In its quarter four Quarterly Economic Outlook, Irish business group Ibec warns that the risks facing Irish business are on the rise in 2019. Anna Tobin reports
The Ibec Quarterly Economic Outlook forecasts GDP growth of 4.1% in 2019, weaker than in recent years as Ireland is now at a mature phase of the business cycle and the outcome of the Brexit deal is likely to have an impact on the country’s economy.
“Ten years on from the financial crisis our globalised business model has delivered an improvement in living standards that many did not think was possible. As a result, the Irish economy comes into 2019 on the back of growing employment, wages, and incomes. Business investment is at record levels and the global footprint of Irish companies has never been larger,” says Ibec’s CEO, Danny McCoy.

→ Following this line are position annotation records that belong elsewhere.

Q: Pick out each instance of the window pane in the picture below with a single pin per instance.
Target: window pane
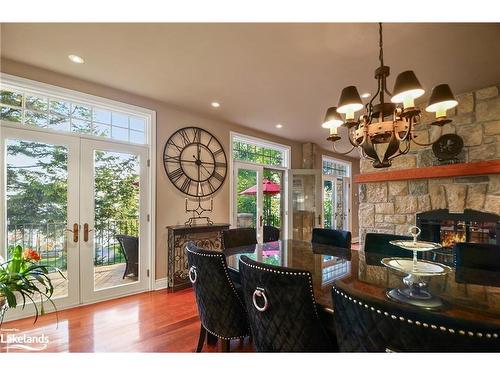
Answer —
(11, 98)
(119, 119)
(59, 123)
(81, 126)
(10, 114)
(137, 123)
(119, 133)
(81, 111)
(36, 118)
(136, 137)
(102, 130)
(37, 103)
(102, 116)
(60, 107)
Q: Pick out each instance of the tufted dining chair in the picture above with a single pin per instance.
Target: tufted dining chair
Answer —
(282, 311)
(332, 237)
(364, 324)
(222, 312)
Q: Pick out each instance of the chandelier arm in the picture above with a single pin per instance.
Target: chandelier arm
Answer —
(343, 153)
(352, 141)
(408, 132)
(365, 156)
(430, 143)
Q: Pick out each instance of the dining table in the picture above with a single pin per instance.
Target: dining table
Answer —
(467, 294)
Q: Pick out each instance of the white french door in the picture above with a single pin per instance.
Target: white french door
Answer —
(248, 197)
(124, 169)
(70, 198)
(305, 203)
(336, 199)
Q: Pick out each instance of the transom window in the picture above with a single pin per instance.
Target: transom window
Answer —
(259, 152)
(335, 168)
(44, 110)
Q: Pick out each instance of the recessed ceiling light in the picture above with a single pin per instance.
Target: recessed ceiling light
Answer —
(76, 59)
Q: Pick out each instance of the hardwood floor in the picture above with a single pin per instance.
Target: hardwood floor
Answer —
(148, 322)
(158, 321)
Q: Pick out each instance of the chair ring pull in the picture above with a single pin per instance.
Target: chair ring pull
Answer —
(192, 271)
(259, 292)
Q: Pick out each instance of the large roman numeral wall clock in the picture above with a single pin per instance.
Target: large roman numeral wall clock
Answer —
(195, 162)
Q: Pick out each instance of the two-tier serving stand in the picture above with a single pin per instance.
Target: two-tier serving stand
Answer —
(415, 291)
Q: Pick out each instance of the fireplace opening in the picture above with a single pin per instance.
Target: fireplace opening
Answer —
(447, 228)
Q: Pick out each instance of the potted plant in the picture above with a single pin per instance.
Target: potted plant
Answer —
(23, 279)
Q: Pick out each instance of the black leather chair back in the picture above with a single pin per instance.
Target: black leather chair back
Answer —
(271, 233)
(239, 237)
(130, 248)
(221, 310)
(477, 263)
(333, 237)
(368, 325)
(379, 243)
(282, 312)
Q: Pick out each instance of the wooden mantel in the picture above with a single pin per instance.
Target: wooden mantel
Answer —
(451, 170)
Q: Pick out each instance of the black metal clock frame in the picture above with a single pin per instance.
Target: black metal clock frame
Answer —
(192, 136)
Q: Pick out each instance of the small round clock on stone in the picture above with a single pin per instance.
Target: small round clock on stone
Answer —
(195, 162)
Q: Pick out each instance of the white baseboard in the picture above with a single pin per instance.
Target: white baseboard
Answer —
(161, 284)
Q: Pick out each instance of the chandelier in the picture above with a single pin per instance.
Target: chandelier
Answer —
(386, 129)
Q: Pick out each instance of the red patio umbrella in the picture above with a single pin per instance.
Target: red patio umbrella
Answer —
(268, 188)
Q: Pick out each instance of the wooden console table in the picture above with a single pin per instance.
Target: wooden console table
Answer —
(205, 236)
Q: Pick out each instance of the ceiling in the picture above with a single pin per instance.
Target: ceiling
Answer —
(262, 74)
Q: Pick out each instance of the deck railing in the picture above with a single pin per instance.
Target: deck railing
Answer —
(50, 240)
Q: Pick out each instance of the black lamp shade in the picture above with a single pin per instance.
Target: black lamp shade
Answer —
(350, 100)
(332, 118)
(442, 98)
(406, 85)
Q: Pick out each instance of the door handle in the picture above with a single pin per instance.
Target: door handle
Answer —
(86, 231)
(74, 231)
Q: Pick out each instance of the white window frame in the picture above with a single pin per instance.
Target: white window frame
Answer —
(44, 89)
(234, 136)
(349, 187)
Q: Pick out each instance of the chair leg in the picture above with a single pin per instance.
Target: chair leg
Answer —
(225, 346)
(201, 339)
(211, 339)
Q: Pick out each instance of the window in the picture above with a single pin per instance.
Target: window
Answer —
(45, 109)
(260, 152)
(335, 168)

“However, despite this good news, risks to our economy and business model are on the rise. Many firms will face a more difficult period in the months ahead due to sterling weakness and continued Brexit uncertainty. This uncertainty is already impacting business decisions with a slowdown in SME lending in recent months as companies hold back investment decisions until there is a clearer understanding of what the final relationship between the EU and the UK will look like. Many companies are also implementing very costly contingency measures such as holding higher stock levels. Almost seven out of 10 exporting firms (69%) do not have experience of dealing with tariffs and customs arrangements. These companies will, therefore, need supports for enterprise stabilisation, cashflow, and diversification if close trading ties with the UK are not maintained post 31 October 2019
“While the economy is in a good position to face these challenges, government finances remain vulnerable. Figures released last week show that the Government ran an Exchequer surplus last year, bringing in €106 million more than it spent. However, this was driven by corporation tax receipts as the Irish exchequer has collected €14.3 billion since 2015 which it never expected to materialise. This surge in corporation tax receipts has been the result of changes to global tax rules on the back of the OECD’s BEPS process. However, this largesse is now being used to fund current spending. While there are no immediate signs that this revenue will fall, there is no guarantee the upward trajectory will continue, particularly given current tensions surrounding global trade which pose a threat to foreign direct investment levels in Ireland. This is reminiscent of mistakes made in the past when government finances relied heavily on property related revenues.”Inflation: Is expected to be relatively weak at 1.1% for 2019.